El marco geográfico: La Tierra entre Ríos
El Creciente Fértil
Mesopotamia forma parte de una región más amplia llamada el Creciente Fértil, una zona con forma de media luna que se extiende desde el mar Mediterráneo hasta el Golfo Pérsico. A pesar de que el clima dominante es árido (seco y caluroso), la presencia de los ríos Tigris y Éufrates permitió el desarrollo de la vida.
Cuando los ríos sufrían crecidas debido al deshielo en las montañas, depositaban en las orillas un barro muy rico en nutrientes llamado limo. Este sedimento convertía las tierras áridas en suelos extremadamente fértiles, ideales para la agricultura.

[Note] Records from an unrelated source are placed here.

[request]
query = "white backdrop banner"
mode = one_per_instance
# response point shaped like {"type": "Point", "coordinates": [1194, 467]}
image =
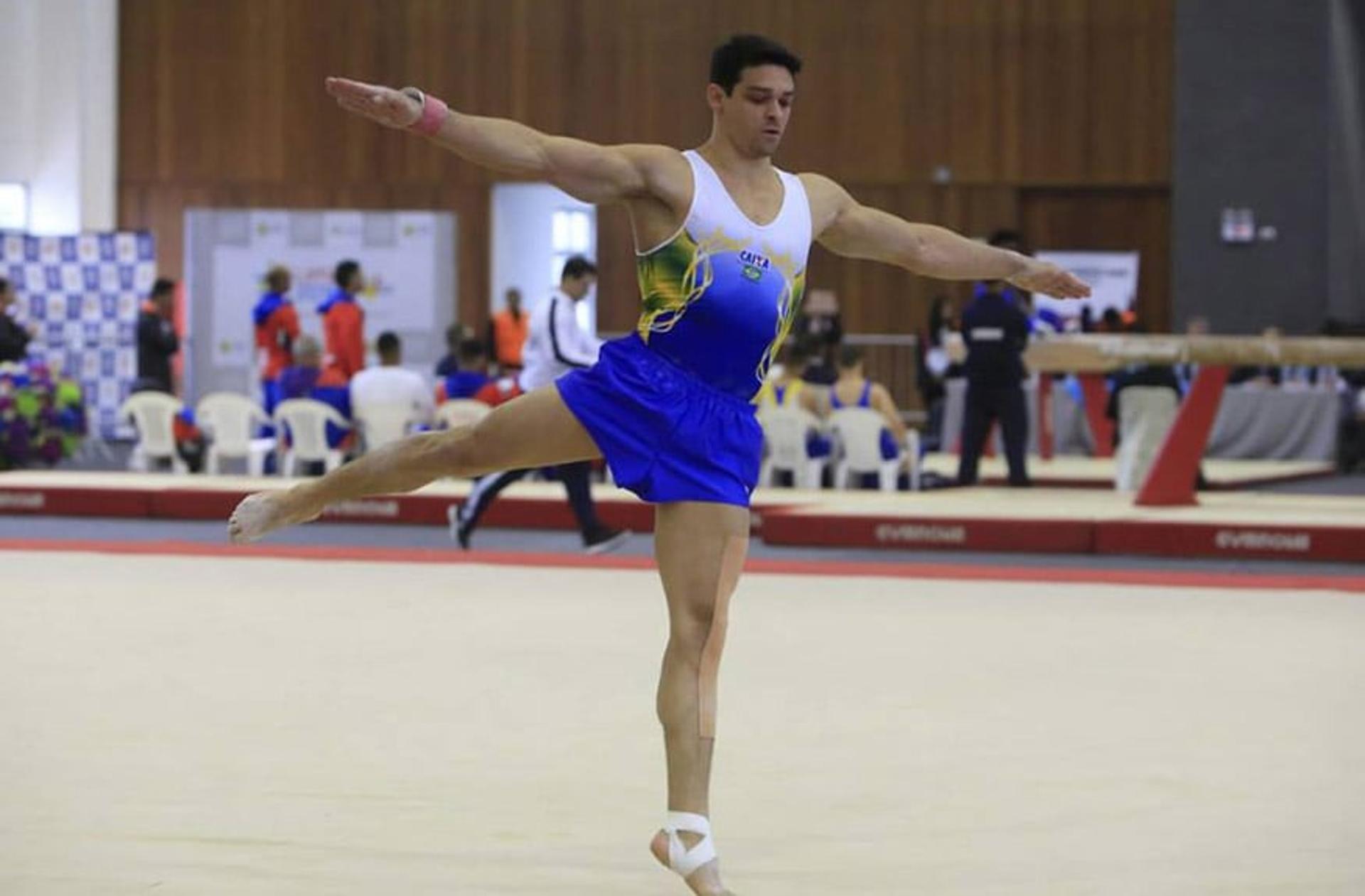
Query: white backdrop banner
{"type": "Point", "coordinates": [1113, 279]}
{"type": "Point", "coordinates": [407, 259]}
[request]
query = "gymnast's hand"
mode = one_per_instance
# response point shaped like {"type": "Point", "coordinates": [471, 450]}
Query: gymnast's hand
{"type": "Point", "coordinates": [391, 108]}
{"type": "Point", "coordinates": [1050, 280]}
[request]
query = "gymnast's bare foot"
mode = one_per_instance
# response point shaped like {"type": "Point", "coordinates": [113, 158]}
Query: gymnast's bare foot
{"type": "Point", "coordinates": [703, 881]}
{"type": "Point", "coordinates": [267, 512]}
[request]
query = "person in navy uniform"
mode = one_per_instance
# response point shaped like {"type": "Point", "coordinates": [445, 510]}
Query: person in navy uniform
{"type": "Point", "coordinates": [995, 332]}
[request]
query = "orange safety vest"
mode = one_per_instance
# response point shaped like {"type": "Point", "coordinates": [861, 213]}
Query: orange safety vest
{"type": "Point", "coordinates": [510, 336]}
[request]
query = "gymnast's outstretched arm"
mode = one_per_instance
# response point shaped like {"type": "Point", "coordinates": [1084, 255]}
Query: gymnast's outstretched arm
{"type": "Point", "coordinates": [850, 228]}
{"type": "Point", "coordinates": [586, 171]}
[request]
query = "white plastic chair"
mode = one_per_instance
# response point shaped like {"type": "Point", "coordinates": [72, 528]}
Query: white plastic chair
{"type": "Point", "coordinates": [459, 412]}
{"type": "Point", "coordinates": [785, 430]}
{"type": "Point", "coordinates": [231, 421]}
{"type": "Point", "coordinates": [382, 423]}
{"type": "Point", "coordinates": [307, 422]}
{"type": "Point", "coordinates": [859, 433]}
{"type": "Point", "coordinates": [154, 415]}
{"type": "Point", "coordinates": [1145, 415]}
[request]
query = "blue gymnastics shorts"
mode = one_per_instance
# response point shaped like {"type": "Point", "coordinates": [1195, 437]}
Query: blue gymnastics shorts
{"type": "Point", "coordinates": [666, 434]}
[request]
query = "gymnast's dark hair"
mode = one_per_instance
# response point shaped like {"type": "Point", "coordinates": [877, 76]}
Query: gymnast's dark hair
{"type": "Point", "coordinates": [744, 50]}
{"type": "Point", "coordinates": [578, 266]}
{"type": "Point", "coordinates": [344, 271]}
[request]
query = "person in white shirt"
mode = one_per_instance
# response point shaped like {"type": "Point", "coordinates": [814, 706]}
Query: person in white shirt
{"type": "Point", "coordinates": [391, 385]}
{"type": "Point", "coordinates": [555, 345]}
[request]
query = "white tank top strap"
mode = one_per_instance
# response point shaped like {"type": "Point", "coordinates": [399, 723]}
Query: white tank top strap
{"type": "Point", "coordinates": [714, 209]}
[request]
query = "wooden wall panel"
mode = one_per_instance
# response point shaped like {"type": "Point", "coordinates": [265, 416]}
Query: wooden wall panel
{"type": "Point", "coordinates": [222, 102]}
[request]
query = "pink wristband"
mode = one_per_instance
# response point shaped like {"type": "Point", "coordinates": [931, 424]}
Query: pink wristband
{"type": "Point", "coordinates": [433, 117]}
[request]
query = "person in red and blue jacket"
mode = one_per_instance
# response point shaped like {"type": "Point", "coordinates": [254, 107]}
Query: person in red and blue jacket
{"type": "Point", "coordinates": [470, 378]}
{"type": "Point", "coordinates": [276, 329]}
{"type": "Point", "coordinates": [307, 379]}
{"type": "Point", "coordinates": [343, 322]}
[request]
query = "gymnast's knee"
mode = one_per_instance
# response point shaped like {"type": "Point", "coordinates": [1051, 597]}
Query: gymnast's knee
{"type": "Point", "coordinates": [461, 450]}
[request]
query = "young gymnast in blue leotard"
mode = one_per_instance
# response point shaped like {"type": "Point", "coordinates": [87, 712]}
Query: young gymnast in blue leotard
{"type": "Point", "coordinates": [721, 237]}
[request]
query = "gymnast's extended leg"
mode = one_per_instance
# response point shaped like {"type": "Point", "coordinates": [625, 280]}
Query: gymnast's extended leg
{"type": "Point", "coordinates": [534, 430]}
{"type": "Point", "coordinates": [700, 551]}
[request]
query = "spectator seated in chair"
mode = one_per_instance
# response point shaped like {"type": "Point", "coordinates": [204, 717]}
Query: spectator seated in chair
{"type": "Point", "coordinates": [306, 379]}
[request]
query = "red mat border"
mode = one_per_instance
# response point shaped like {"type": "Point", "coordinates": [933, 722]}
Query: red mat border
{"type": "Point", "coordinates": [776, 523]}
{"type": "Point", "coordinates": [957, 572]}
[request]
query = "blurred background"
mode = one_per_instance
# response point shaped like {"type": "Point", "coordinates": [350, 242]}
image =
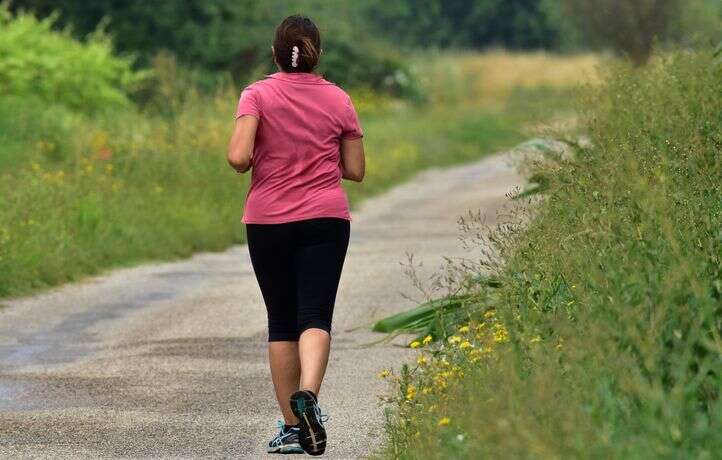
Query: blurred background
{"type": "Point", "coordinates": [115, 116]}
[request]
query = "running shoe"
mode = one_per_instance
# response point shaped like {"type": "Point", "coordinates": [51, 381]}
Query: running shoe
{"type": "Point", "coordinates": [286, 441]}
{"type": "Point", "coordinates": [312, 436]}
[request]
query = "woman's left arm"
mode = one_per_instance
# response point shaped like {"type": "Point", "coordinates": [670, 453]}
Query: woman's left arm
{"type": "Point", "coordinates": [240, 149]}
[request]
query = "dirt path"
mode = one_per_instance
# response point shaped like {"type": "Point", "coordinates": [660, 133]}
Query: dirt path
{"type": "Point", "coordinates": [169, 360]}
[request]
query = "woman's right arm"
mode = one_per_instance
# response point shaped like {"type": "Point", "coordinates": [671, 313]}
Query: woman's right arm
{"type": "Point", "coordinates": [353, 159]}
{"type": "Point", "coordinates": [240, 149]}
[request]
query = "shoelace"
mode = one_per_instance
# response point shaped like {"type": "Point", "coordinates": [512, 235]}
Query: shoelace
{"type": "Point", "coordinates": [278, 440]}
{"type": "Point", "coordinates": [323, 418]}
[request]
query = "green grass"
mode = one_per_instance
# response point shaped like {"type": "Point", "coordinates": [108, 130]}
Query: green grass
{"type": "Point", "coordinates": [81, 192]}
{"type": "Point", "coordinates": [604, 339]}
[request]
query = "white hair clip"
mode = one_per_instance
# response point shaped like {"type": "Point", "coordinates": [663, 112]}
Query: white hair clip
{"type": "Point", "coordinates": [294, 57]}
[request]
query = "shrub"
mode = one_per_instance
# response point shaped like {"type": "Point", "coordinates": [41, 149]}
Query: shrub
{"type": "Point", "coordinates": [36, 60]}
{"type": "Point", "coordinates": [611, 297]}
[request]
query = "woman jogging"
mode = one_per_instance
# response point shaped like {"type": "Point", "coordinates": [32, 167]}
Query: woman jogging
{"type": "Point", "coordinates": [300, 135]}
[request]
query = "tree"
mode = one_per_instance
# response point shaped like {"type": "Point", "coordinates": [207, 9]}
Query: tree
{"type": "Point", "coordinates": [630, 27]}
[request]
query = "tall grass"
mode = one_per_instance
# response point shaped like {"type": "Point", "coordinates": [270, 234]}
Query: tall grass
{"type": "Point", "coordinates": [605, 337]}
{"type": "Point", "coordinates": [83, 192]}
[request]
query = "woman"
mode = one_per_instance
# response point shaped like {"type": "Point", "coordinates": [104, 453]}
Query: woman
{"type": "Point", "coordinates": [300, 135]}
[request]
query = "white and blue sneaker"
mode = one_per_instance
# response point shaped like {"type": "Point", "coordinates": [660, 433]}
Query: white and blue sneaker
{"type": "Point", "coordinates": [286, 441]}
{"type": "Point", "coordinates": [312, 435]}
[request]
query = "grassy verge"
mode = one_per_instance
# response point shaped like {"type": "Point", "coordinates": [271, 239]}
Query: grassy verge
{"type": "Point", "coordinates": [80, 193]}
{"type": "Point", "coordinates": [603, 337]}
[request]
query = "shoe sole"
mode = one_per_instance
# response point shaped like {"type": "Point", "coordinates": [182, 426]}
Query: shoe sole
{"type": "Point", "coordinates": [313, 435]}
{"type": "Point", "coordinates": [287, 449]}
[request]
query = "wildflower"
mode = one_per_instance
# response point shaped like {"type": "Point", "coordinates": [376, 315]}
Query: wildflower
{"type": "Point", "coordinates": [410, 392]}
{"type": "Point", "coordinates": [501, 335]}
{"type": "Point", "coordinates": [454, 339]}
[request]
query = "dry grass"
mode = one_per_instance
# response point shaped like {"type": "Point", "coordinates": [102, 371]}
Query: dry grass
{"type": "Point", "coordinates": [490, 78]}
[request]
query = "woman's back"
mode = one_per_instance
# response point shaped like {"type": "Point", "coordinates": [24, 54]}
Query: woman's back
{"type": "Point", "coordinates": [296, 157]}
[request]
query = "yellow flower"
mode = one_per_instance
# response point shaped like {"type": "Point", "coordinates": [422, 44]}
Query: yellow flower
{"type": "Point", "coordinates": [410, 392]}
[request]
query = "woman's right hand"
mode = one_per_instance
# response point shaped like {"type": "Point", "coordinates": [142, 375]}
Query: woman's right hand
{"type": "Point", "coordinates": [240, 150]}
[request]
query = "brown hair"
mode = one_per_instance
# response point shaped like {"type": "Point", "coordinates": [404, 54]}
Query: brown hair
{"type": "Point", "coordinates": [297, 31]}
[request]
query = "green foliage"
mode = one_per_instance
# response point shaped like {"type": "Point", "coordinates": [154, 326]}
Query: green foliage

La Baja y Alta Mesopotamia
Podemos dividir el territorio en dos zonas muy diferenciadas:
- Alta Mesopotamia (al norte): Una zona montañosa con precipitaciones, donde nacen los ríos. Fue el hogar de los asirios.
- Baja Mesopotamia (al sur): Una zona llana y pantanosa cerca de la desembocadura en el Golfo Pérsico. Aquí se asentaron los sumerios y los acadios. Es una zona mucho más calurosa donde el control del agua era vital.
El control del agua
Los habitantes de Mesopotamia no podían simplemente esperar a que lloviera. Para aprovechar las crecidas irregulares de los ríos, tuvieron que desarrollar una ingeniería avanzada:
- Canales de riego: Para llevar el agua a los campos alejados del río.
- Diques y presas: Para frenar la fuerza de las inundaciones y almacenar el agua para épocas de sequía.
- Agricultura de regadío: Este sistema permitió producir mucho más alimento del que necesitaban para sobrevivir, lo que generó un excedente que permitió el crecimiento de las ciudades.